Drink and its surroundings were the eyes of a superb green dragon to him. He followed a fascinating glitter, and the glitter required no explanation.

Directly after old Bleecker’s party he almost reformed. He was tired and worn from the tumult of it, and he saw it as one might see a skeleton emerged from a crimson cloak. He wished then to turn his face away.

Gradually, however, he recovered his mental balance. Then he admitted again by his point of view that the thing was not so terrible. His headache had caused him to exaggerate. A ‘drunk’ was not the blight which he had once remorsefully named it. On the contrary, it was a mere unpleasant incident. He resolved, however, to be more cautious.
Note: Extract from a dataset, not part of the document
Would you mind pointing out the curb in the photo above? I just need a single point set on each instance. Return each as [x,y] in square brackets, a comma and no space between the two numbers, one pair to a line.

When prayer-meeting night came again his mother approached him hopefully. She smiled like one whose request is already granted.

‘Well, will yeh go t’ prayer-meetin’ with me t’-night again?’

He turned toward her with eloquent suddenness, and then riveted his eyes upon a corner of the floor.

‘Well, I guess not,’ he said.

His mother tearfully tried to comprehend his state of mind.

‘What has come over yeh?’ she said tremblingly. ‘Yeh never used t’ be this way, George. Yeh never used t’ be so cross an’ mean t’ me—’

‘Oh, I ain’t cross an’ mean t’ yeh,’ he interpolated, exasperated and violent.

‘Yes, yeh are, too! I ain’t hardly had a decent word from yeh in ever so long. Yer as cross an’ as mean as yeh can be. I don’t know what t’ make of it. It can’t be’—there came a look in her eyes that told that she was going to shock and alarm him with her heaviest sentence—‘it can’t be that yeh’ve got t’ drinkin’.’

Kelcey grunted with disgust at the ridiculous thing. ‘Why, what an old goose yer gettin’ t’ be!’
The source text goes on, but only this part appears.